YESTERDAY’S DISCUSSION of how courts are citing law review articles less and less often — especially damning given the exploding number of law reviews, and the growth in caseloads — produced a number of interesting points, including this post by Eugene Volokh on whether law professors should even care whether their articles are cited by courts.

I would say that the answer depends on how wide your focus is. Whether any particular article is cited by courts doesn’t matter much, and many articles aren’t really suitable for court citation. My Columbia Law Review piece on chaos theory and the evolution of Supreme Court doctrine, for example, isn’t the sort of thing that a judge would cite, but I think it was kind of a neat little piece. Likewise, this piece on “penumbral reasoning” as employed by right-leaning judges isn’t likely to be cited much, except perhaps in a separate opinion by a left-leaning judge who wants to get a shot in.

Other stuff’s different. Some of my Second Amendment writing — like this piece — has been cited by courts because it’s straightforward doctrinal analysis. (This piece, too). It all depends on what you write, and what winds up in courts.

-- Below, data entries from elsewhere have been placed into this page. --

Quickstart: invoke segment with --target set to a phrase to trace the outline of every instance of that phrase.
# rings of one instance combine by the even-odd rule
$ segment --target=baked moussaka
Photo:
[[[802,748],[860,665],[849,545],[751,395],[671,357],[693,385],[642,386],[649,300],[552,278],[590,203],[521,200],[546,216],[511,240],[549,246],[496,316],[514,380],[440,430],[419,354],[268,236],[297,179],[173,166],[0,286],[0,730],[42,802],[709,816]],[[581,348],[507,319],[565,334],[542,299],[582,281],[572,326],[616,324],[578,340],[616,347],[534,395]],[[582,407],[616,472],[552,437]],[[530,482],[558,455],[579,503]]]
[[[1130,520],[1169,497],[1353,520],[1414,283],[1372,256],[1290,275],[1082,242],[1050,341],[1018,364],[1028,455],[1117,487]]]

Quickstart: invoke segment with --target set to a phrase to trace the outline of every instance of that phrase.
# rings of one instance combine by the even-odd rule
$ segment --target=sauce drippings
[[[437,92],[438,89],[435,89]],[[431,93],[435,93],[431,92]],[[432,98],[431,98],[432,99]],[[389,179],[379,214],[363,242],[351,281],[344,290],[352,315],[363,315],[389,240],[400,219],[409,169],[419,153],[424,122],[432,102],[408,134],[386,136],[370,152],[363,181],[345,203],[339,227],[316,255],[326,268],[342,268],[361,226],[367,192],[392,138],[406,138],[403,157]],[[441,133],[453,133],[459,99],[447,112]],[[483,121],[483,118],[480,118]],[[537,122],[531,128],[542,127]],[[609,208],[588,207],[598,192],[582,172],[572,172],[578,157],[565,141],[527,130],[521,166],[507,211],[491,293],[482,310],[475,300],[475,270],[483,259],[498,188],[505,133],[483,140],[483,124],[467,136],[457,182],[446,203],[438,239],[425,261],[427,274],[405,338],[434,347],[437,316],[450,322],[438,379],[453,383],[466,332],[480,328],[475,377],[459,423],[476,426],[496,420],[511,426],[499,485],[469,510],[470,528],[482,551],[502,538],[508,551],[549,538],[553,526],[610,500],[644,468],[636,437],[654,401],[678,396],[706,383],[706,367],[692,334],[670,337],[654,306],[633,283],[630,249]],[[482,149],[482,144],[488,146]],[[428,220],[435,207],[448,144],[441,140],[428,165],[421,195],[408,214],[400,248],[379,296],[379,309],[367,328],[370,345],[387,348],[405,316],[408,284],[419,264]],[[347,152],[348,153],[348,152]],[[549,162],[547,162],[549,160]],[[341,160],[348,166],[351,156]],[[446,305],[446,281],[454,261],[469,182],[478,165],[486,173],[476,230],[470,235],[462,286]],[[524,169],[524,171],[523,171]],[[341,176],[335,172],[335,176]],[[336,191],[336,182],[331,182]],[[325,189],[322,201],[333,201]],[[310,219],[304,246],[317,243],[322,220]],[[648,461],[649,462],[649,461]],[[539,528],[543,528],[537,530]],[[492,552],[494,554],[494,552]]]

But for the legal-academic profession as a whole, the decline is worrisome, because it does suggest that we’re talking to ourselves, and not producing insights that people outside the legal-academic profession care about very much. (I suppose that lots of people other than judges could be devouring law reviews eagerly — er, but how likely is that, really?) So I do think that we should take it as a warning sign that legal academia is getting too divorced from legal practice, and revisit our work — and our curricula — with that in mind. I’m all for writing interesting stuff of no particular judicial application — otherwise I wouldn’t write about chaos theory or evolutionary biology — but I do try to mix things up and also address doctrinal issues at times.

Ultimately, legal education is about the practice of law. I don’t think it’s bad that academics write about things beyond this narrow focus, but it’s worrisome when the profession as a whole is looking this disconnected from the real world.